La ricostruzione, la gestione degli indennizzi e tutto ciò che segue meriterebbe tanto altro tempo; basta dire che dopo 50 anni ci sono ancora circa 600 famiglie che non hanno avuto adeguati risarcimenti, mentre tanti altri che non c’entravano nulla sono stati capaci di lucrarci sopra, dando un ulteriore colpo di grazia alla popolazione originaria. Le prime scuse da parte dello Stato sono arrivate solo dopo 50 anni, da parte del Presidente del Senato, lo scorso 9 ottobre. Un’importante vittoria ottenuta dal basso, da chi ha continuato a lottare. In un libro, questo strazio che prosegue viene chiamato “l’onda lunga del Vajont”.

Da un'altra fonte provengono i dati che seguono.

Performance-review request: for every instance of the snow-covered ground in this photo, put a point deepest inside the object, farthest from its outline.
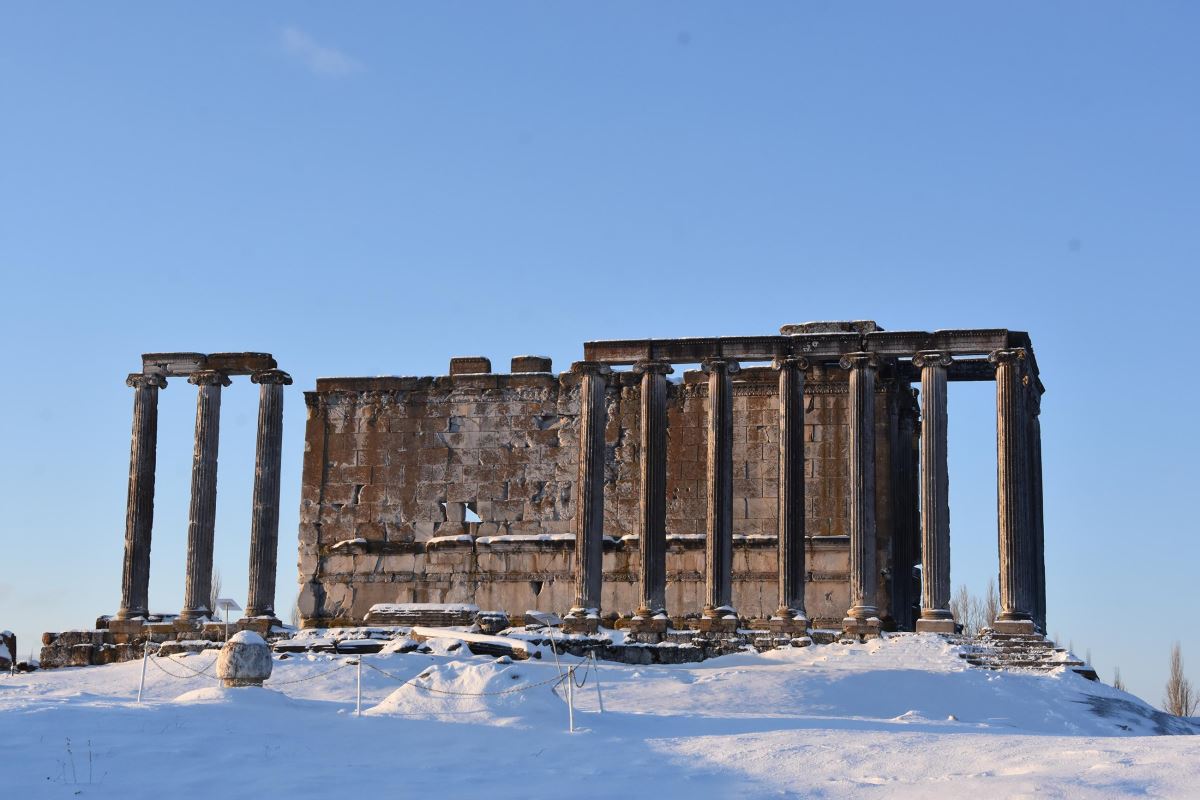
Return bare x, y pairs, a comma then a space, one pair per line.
898, 717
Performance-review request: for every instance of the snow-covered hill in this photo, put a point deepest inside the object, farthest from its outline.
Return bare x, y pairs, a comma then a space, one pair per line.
898, 717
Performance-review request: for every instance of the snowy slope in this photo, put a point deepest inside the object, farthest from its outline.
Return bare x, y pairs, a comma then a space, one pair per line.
901, 715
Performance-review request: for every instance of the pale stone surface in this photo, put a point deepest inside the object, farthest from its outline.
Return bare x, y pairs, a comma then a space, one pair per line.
245, 660
1017, 583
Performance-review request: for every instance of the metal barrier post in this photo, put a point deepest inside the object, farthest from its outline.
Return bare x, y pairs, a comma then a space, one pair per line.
595, 668
145, 655
570, 699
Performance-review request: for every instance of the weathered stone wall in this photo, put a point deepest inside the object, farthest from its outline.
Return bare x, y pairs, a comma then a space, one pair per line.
397, 469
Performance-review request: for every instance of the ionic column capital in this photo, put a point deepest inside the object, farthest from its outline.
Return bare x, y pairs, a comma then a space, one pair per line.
654, 367
1014, 355
271, 377
859, 360
797, 361
142, 380
591, 368
729, 366
931, 359
209, 378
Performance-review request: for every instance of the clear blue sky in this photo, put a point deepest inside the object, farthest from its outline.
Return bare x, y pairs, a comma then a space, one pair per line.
371, 191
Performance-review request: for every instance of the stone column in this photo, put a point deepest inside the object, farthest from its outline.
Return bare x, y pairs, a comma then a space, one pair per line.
862, 618
719, 613
202, 511
585, 615
906, 504
653, 507
264, 524
791, 612
1038, 527
935, 497
1013, 494
139, 506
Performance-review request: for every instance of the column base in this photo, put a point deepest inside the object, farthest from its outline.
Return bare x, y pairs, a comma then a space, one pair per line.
789, 623
1025, 626
935, 625
582, 620
261, 625
130, 626
645, 621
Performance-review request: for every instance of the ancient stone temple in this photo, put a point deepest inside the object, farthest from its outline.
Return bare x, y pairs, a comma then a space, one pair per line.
787, 481
117, 638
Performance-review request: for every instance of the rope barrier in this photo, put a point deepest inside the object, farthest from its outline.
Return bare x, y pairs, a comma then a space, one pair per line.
411, 681
301, 680
195, 673
570, 677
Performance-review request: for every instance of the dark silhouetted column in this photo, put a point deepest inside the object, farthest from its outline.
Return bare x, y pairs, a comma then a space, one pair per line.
139, 507
202, 511
264, 525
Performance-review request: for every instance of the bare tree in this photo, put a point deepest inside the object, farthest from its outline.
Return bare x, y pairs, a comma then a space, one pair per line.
990, 609
214, 594
965, 608
1181, 698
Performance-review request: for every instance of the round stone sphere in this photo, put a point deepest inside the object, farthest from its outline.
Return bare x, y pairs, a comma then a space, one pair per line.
245, 660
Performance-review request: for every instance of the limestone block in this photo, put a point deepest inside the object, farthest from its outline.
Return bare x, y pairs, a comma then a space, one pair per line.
245, 660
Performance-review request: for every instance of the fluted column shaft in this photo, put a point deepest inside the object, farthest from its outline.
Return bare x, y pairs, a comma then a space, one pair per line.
264, 524
202, 511
863, 570
653, 507
139, 505
589, 504
791, 488
935, 489
1013, 492
719, 541
1038, 525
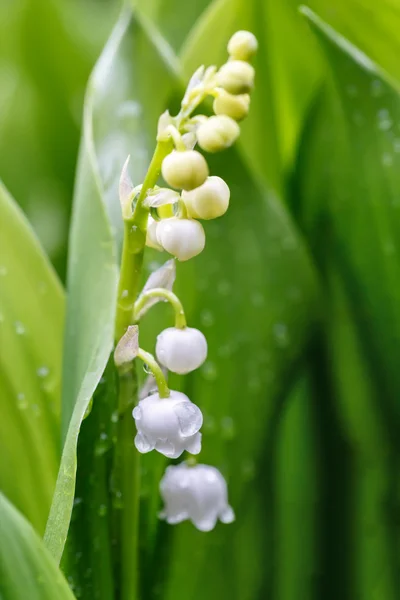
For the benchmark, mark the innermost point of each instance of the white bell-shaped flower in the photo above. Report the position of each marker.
(198, 493)
(183, 238)
(181, 350)
(169, 425)
(208, 201)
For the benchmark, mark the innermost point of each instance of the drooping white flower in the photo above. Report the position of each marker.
(242, 45)
(181, 350)
(183, 238)
(198, 493)
(184, 169)
(209, 201)
(169, 425)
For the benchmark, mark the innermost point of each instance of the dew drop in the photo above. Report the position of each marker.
(387, 159)
(224, 288)
(376, 88)
(209, 371)
(19, 328)
(281, 334)
(207, 318)
(43, 371)
(37, 411)
(190, 418)
(248, 470)
(228, 429)
(384, 121)
(209, 425)
(257, 299)
(21, 401)
(137, 413)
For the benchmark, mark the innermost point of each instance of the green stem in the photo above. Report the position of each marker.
(155, 368)
(180, 319)
(134, 243)
(126, 475)
(127, 487)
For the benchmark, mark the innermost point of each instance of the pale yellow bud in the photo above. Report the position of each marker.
(217, 133)
(242, 45)
(236, 107)
(236, 77)
(184, 170)
(209, 201)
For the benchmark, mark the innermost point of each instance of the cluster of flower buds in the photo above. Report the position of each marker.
(167, 421)
(200, 196)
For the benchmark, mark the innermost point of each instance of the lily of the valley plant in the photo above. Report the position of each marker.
(168, 218)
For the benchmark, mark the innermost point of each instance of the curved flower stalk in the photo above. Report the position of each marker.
(168, 218)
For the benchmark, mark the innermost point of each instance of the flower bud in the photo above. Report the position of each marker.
(209, 201)
(217, 133)
(181, 350)
(184, 170)
(197, 493)
(236, 77)
(169, 425)
(183, 238)
(236, 107)
(151, 234)
(242, 45)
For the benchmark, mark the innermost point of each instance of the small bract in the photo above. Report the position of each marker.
(209, 201)
(242, 45)
(184, 170)
(183, 238)
(151, 234)
(168, 425)
(217, 133)
(196, 493)
(236, 77)
(181, 350)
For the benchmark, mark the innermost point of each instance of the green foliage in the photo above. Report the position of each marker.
(25, 564)
(297, 293)
(31, 323)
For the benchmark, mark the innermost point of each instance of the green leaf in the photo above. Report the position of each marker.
(163, 13)
(373, 27)
(31, 324)
(25, 565)
(122, 106)
(287, 70)
(296, 498)
(348, 183)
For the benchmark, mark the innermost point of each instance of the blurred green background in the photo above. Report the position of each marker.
(298, 293)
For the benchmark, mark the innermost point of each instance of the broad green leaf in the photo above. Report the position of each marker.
(26, 568)
(348, 186)
(295, 512)
(371, 26)
(287, 69)
(42, 92)
(31, 325)
(164, 14)
(122, 106)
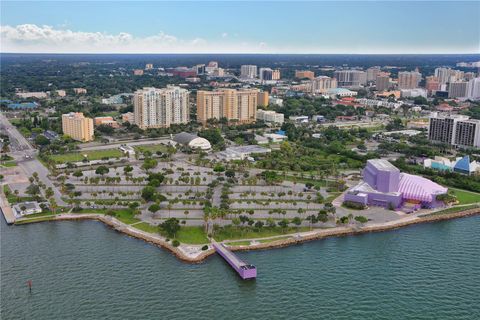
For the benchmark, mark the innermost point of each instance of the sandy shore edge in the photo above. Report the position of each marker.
(304, 237)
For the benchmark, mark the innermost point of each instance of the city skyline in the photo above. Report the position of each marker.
(361, 27)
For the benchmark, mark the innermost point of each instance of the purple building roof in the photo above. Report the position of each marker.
(418, 188)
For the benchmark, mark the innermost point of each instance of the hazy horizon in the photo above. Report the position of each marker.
(281, 27)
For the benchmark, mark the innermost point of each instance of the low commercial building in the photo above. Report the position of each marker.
(192, 141)
(384, 185)
(26, 208)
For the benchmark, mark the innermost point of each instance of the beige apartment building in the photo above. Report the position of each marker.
(160, 108)
(302, 74)
(262, 99)
(236, 105)
(75, 125)
(322, 84)
(409, 79)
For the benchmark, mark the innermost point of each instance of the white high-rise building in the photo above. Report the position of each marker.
(267, 74)
(409, 79)
(160, 108)
(350, 78)
(457, 89)
(457, 130)
(270, 116)
(248, 71)
(322, 84)
(473, 89)
(446, 75)
(372, 73)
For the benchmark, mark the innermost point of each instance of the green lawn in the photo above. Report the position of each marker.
(126, 216)
(39, 219)
(453, 210)
(147, 227)
(466, 197)
(152, 148)
(9, 164)
(248, 233)
(239, 243)
(192, 235)
(91, 155)
(12, 198)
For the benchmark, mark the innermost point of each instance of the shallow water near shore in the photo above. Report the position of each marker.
(85, 270)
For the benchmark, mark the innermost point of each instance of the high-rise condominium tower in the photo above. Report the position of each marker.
(236, 105)
(76, 126)
(409, 79)
(248, 71)
(159, 108)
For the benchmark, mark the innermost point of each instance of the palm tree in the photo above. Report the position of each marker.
(53, 205)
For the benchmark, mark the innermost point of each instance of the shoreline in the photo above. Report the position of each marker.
(296, 238)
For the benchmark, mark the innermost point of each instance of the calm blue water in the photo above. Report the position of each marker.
(84, 270)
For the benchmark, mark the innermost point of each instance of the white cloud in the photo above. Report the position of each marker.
(48, 39)
(31, 38)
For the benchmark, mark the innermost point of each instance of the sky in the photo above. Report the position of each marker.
(240, 27)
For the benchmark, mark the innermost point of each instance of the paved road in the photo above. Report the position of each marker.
(21, 148)
(129, 143)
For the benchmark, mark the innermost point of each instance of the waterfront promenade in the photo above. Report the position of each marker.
(6, 209)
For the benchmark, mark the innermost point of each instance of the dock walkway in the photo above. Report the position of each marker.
(6, 209)
(245, 270)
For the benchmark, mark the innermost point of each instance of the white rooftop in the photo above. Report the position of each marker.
(382, 164)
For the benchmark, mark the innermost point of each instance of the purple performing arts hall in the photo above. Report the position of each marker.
(384, 185)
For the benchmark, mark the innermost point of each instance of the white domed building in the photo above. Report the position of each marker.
(192, 141)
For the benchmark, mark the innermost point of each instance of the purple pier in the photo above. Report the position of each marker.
(245, 270)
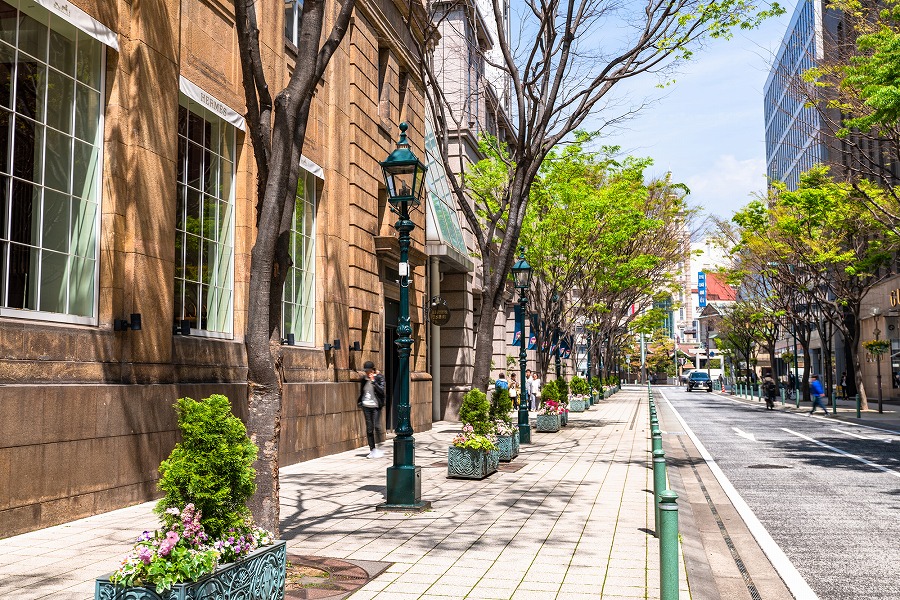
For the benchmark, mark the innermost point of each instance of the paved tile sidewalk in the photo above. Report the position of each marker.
(574, 522)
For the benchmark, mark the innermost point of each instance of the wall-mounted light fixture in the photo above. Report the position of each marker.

Lo scorso 9 ottobre, per commemorare i 50 anni, si sono riuniti insieme ai cittadini per la memoria del Vajont altre associazioni, in rappresentanza di altre stragi, quelle dovute all’amianto, ad altri scempi ambientali e industriali ma anche politici, come la tav in valsusa, Marghera, Seveso, ThyssenKrupp e altre, ricercando insieme un punto di riferimento e di coordinamento. Nel loro manifesto di convocazione, si poteva leggere:
“Mettere in campo una strategia di lotta comune tra tutte le associazioni per ottenere le scuse da parte dello Stato italiano per la strage del Vajont e di Ustica; togliere dalla legge 9 ottobre “Per la memoria delle vittime dei disastri industriali e naturali causati dall’incuria dell’uomo”, la parola “incuria”; togliere dalla legge la prescrizione di 5 anni per i morti sul lavoro e di lavoro, quando sia stata provata la responsabilità diretta dei datori di lavoro; inserire nell’ordinamento giuridico il reato di depistaggio, come chiedono anche i familiari della strage del 12 dicembre a Milano.”